In alcune province della Sicilia le abitazioni ricalcano il modello arabo per cui la casa dispone, all’interno, di uno spazio verde ricco di piante odorose come il rosmarino, il basilico, il prezzemolo, la maggiorana utili per la preparazione dei cibi. La presenza di alcuni alberi da frutto è frequente e troviamo spesso il limone, il nespolo e l’albero dell’amarena, forse più raro ai tempi d’oggi, ma molto apprezzato dalla padrona di casa per le ragioni che diremo.
Il nostro albero proviene forse dall’Asia minore, fu conosciuto dai Romani in epoca imperiale appartiene alla famiglia delle Rosacee (Prunus cerasus) Il frutto consiste in drupe di color rosso chiaro o scuro che vengono chiamate visciole, marene o marasche, usate per la preparazione di conserve e di sciroppi, che le nostre casalinghe preparavano con tanta cura nel periodo iniziale della stagione estiva.
Le amarene, ricche di vitamina A, hanno parecchie virtù: agiscono come depurativo del sangue, come antireumatico e sedativo, curano i reni e il fegato.
Dall’album dei ricordi balza fuori la figura di un sacerdote, don Pietro Alongi, fondatore della Biblioteca San Giovanni di Menfi, vissuto negli anni ‘60 e noto per la sua passione per i libri e per le piante.

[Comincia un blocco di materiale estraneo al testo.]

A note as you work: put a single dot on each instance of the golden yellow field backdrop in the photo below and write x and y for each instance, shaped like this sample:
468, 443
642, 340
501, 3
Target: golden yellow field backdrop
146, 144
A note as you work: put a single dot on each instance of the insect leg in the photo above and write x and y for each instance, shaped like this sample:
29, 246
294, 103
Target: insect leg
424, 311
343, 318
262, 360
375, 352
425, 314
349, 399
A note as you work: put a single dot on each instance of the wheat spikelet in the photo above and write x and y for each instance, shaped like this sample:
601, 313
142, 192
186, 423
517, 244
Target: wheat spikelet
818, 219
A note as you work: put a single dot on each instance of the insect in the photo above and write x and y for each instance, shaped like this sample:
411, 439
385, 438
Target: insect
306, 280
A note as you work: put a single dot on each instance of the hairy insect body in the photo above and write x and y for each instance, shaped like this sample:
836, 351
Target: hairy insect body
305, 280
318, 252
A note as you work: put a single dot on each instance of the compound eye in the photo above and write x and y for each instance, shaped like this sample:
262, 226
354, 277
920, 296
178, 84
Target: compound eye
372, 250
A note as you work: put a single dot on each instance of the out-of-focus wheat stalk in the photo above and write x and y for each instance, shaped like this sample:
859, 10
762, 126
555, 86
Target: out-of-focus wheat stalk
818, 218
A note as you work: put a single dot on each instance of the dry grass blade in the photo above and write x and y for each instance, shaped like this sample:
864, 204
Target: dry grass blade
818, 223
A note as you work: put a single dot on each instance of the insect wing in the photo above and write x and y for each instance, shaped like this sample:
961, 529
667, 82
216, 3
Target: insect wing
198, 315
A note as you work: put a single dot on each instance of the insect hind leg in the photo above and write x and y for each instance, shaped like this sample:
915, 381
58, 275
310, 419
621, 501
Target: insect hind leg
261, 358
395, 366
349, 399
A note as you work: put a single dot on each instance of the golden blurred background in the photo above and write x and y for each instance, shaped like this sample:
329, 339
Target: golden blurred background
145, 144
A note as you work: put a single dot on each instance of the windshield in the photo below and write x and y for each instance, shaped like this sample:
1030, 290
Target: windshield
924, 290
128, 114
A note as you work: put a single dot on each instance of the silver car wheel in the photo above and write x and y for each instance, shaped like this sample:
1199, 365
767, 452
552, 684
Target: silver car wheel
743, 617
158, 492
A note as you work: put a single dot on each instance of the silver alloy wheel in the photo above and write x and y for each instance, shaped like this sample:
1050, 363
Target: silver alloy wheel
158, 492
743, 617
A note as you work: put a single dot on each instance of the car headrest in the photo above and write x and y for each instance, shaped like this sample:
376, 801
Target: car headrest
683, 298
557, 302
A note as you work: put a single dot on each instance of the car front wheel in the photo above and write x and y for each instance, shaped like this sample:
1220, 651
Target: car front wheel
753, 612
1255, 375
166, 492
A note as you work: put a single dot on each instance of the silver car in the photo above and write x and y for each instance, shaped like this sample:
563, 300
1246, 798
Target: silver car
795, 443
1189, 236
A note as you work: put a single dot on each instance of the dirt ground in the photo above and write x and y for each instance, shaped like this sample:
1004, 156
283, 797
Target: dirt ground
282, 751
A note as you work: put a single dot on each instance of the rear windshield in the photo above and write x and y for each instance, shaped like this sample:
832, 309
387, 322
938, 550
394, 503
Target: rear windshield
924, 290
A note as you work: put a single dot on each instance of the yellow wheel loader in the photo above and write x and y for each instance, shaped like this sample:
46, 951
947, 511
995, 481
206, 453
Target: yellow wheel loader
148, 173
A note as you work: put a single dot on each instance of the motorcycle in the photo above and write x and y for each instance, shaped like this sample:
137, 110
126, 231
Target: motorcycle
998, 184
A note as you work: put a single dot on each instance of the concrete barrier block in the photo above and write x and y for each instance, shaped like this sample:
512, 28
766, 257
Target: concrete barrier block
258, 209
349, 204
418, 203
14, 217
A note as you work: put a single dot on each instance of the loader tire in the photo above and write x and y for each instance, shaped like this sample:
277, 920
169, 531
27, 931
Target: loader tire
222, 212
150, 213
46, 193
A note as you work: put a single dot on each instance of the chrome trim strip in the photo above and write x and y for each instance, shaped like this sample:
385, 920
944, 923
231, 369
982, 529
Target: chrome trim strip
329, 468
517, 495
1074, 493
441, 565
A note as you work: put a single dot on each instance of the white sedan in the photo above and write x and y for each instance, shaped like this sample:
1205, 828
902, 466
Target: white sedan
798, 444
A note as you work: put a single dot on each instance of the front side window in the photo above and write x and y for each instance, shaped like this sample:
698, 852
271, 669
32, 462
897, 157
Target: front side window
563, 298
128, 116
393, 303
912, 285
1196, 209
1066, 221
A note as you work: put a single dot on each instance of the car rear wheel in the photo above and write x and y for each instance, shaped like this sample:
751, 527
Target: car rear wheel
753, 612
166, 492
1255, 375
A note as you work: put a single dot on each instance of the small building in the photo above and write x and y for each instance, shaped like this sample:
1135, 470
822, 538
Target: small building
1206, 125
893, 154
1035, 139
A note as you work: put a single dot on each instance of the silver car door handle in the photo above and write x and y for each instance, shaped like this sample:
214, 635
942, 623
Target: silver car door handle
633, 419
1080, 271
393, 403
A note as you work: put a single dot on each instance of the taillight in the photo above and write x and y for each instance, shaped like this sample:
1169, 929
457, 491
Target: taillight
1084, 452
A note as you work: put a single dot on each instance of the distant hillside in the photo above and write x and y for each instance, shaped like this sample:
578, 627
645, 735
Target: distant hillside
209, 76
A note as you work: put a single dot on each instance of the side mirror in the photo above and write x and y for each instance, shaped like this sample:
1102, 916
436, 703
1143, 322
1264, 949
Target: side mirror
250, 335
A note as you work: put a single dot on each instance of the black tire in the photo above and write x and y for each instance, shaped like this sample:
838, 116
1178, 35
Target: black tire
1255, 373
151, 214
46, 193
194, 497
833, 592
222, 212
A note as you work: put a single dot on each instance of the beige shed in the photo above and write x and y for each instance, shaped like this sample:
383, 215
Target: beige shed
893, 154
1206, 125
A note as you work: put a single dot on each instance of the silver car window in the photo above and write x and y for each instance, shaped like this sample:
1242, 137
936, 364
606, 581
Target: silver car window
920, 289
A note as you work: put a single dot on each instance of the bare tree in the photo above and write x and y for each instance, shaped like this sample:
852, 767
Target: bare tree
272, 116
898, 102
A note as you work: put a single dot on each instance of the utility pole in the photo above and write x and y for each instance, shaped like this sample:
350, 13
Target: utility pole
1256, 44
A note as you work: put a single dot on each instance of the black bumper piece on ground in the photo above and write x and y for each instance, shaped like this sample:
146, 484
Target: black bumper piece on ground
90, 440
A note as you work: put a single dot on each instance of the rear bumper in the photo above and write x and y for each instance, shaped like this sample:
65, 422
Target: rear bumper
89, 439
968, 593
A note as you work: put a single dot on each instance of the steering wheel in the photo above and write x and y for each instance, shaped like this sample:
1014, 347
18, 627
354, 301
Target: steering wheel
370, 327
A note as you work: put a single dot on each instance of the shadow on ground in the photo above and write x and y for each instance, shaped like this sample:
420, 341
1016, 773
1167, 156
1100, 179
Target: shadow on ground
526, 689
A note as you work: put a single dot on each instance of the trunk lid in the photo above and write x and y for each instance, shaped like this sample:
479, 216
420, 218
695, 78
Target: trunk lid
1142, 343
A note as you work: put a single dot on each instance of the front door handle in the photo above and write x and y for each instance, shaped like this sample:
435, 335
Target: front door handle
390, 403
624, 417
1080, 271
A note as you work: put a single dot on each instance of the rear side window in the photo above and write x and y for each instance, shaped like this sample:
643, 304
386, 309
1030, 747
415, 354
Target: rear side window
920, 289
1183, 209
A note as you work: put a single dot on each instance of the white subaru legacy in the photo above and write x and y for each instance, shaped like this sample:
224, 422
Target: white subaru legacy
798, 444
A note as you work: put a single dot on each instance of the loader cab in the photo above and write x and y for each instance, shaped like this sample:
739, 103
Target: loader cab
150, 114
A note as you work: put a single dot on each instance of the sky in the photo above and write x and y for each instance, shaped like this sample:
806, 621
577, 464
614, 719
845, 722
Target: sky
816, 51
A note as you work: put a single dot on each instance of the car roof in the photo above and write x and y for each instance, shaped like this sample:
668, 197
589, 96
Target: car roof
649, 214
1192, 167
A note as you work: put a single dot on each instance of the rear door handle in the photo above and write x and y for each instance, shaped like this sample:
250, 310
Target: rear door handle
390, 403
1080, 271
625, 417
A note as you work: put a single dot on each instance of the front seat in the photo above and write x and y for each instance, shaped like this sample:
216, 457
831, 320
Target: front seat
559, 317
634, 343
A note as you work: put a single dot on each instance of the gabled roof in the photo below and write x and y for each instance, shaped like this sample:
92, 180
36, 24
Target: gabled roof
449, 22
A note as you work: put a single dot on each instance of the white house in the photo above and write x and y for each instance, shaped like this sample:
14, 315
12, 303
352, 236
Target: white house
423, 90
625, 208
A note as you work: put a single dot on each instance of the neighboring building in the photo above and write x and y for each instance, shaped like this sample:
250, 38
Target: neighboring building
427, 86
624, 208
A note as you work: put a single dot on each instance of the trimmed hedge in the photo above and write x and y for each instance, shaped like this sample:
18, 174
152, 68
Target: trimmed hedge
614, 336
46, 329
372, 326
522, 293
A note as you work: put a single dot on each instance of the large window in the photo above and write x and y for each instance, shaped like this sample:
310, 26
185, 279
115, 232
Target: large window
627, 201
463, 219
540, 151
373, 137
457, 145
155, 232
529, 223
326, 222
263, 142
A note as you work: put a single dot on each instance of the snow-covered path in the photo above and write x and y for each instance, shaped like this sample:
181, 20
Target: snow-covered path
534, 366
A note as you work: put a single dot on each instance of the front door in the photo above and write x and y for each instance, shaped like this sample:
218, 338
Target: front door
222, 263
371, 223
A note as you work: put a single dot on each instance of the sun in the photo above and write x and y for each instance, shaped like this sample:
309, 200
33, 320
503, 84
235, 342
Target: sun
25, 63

La mia famiglia in quegli anni viveva in quella piccola città e mia sorella ed io frequentavamo la biblioteca per consultare testi utili per la preparazione della tesi richiesta dall’esame di laurea. In quegli anni Don Pietro, detto amabilmente don Pitrinu, fece dono a mio padre di un liquore raro, da lui preparato con le foglie di amarena e ne ricordo il colore scuro e il profumo particolare simile ad un liquore d’erbe con un sapore dolce e aspro insieme. Un digestivo preparato a casa con la infusione delle foglie nell’alcool, sicuramente, ma la ricetta non venne mai rivelata a qualcuno di noi. Anche i piccioli delle amarene, diceva don Pietro, servono per la ritenzione idrica e, nel suo conversare, le piante erano presenti come i libri di ogni genere custoditi amabilmente nella “sua” biblioteca.
Il nostro albero è ancora presente in alcuni frutteti e s’illumina di gioia e di colore al tempo della fioritura e al tempo della maturazione del frutto, le amarene, simili a piccole ciliegie ma diverse per il sapore.
Le amarene, drupe rosse o rosate, erano molto gradite per mia madre che si apprestava alla conservazione dei frutti snocciolati e lasciati in una vaso di vetro interamente coperti di zucchero e poi esposti al sole per otto-dieci giorni. In piena estate, le amarene sciroppate e cotte “al sole”, venivano utilizzate per preparare una bevanda gradevole o per arricchire la granita di limone, tipica della nostra Sicilia. Sapori che ancora oggi sono presenti in molte località della nostra isola, custode di antiche tradizioni, che forse andrebbero riscoperte e riproposte.